A pergunta martelava os pensamentos de Clyar, que conseguia se lembrar vagamente do que acontecera. Sua memória, apesar das falhas e lacunas, trazia fogo, calor, um sentimento muito forte, impossível de ser descrito em palavras.
Dor, agonia, ansiedade, vontade de mudar. Tudo isso era sentido por Clyar, que conseguia descrever perfeitamente enquanto via as pessoas se aproximarem. As pessoas vinham e postavam suas mãos de fuligem em sua cabeça, balbuciavam algo de difícil compreensão, viravam as costas e iam embora para que outras pessoas fizessem o mesmo.
Esse processo tardou alguns dias para que pudesse terminar, até que todas as pessoas repetissem o gesto. Nesse tempo, Clyar tentava se lembrar do que acontecera antes, para compreender a razão de toda aquela comoção social. Conseguiu mexer as articulações, mas ainda não conseguia ficar de pé. Não haviam forças e nem coordenação para tal.
Clyar se lembrou de que estava subindo uma escada de fogo, suas mãos se queimavam a cada degrau. Tal constatação era comprovada pelas feridas de queimaduras em suas palmas. Sentia medo, sentia dor, não entendia porque se lembrava de momentos tão traumáticos. Na sua lembrança a escada não tinha um fim, pelo menos não enxergava para onde iria.

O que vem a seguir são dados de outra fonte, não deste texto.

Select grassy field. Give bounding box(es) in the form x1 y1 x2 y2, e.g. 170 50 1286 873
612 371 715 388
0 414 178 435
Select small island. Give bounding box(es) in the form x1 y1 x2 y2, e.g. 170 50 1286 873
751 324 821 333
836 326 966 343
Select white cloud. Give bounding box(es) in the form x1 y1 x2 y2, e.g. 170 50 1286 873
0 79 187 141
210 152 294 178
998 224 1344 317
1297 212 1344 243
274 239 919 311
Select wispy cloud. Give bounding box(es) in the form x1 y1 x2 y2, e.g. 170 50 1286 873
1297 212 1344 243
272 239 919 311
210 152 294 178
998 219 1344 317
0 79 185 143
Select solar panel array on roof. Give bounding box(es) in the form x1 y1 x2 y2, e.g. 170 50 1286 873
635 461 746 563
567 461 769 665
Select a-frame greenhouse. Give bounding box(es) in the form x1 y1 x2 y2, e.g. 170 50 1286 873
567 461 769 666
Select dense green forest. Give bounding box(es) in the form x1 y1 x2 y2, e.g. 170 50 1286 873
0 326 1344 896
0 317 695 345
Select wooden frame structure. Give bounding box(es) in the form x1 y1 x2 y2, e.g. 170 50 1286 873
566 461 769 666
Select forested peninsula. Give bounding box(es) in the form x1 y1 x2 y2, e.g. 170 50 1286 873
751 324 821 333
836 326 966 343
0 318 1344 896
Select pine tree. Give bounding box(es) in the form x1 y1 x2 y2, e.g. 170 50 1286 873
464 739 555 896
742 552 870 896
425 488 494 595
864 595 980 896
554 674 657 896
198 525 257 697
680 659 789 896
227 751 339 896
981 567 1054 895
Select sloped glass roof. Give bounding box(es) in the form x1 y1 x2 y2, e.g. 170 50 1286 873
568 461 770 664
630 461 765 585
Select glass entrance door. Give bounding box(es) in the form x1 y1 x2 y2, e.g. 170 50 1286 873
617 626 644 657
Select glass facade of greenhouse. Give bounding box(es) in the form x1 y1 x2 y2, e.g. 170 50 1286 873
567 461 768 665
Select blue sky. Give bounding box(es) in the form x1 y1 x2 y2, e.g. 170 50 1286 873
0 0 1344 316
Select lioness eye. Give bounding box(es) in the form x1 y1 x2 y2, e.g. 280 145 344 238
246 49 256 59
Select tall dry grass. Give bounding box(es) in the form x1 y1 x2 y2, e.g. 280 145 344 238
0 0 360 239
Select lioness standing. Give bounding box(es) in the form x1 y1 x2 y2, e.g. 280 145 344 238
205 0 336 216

A base da escada era em um lugar limpo, colorido, fresco. Tudo parecia perfeito demais. Clyar se lembra das pessoas sorrirem. Elas possuem casas, trabalhos, salários, televisão, bares, carros, família, todo tipo de alimentação. Mas algo não estava certo. Clyar desconfiava que aquilo não era real.
Se lembrou de encontrar uma escada e começar a subir. A escada não tinha fim. Seus degraus pegavam fogo, e a cada metro alcançado a dificuldade aumentava.
Após semanas de intenso esforço, sua energia estava por terminar. Pensou em desistir e retornar para a base da escada, viver o trajeto que os deuses escolheram, e seguir sem maiores problemas. Mas isso se tornava cada minuto mais impossível, a queda seria demasiada alta.
Clyar tinha a certeza de que toda aquela apatia da vida não era a única possibilidade.
Uma grande explosão surgiu de repente, destruindo todo seu corpo, eliminando toda e qualquer matéria presente. Era o fim da escada e, por conseguinte, da subida.
Clyar transpassou um limite que ninguém jamais havia ousado ultrapassar.
A morte do corpo enquanto matéria revelou algo que até então era completamente desconhecido para Clyar.
Ao abrir os olhos novamente, finalmente compreendeu o que se passava à sua frente. Pessoas livres celebravam a ousadia de alguém que ousou cursar um caminho distinto. Desafiou os trajetos divinos e pagou caro pela escolha. Pagaram caro.
Mas valeu a pena.
Voltou a memória, voltaram os movimentos. Tudo era novidade, vivenciado sem precedentes.
Uma sensação indescritível tomou conta de Clyar.
Foi a primeira vez que sentiu a liberdade.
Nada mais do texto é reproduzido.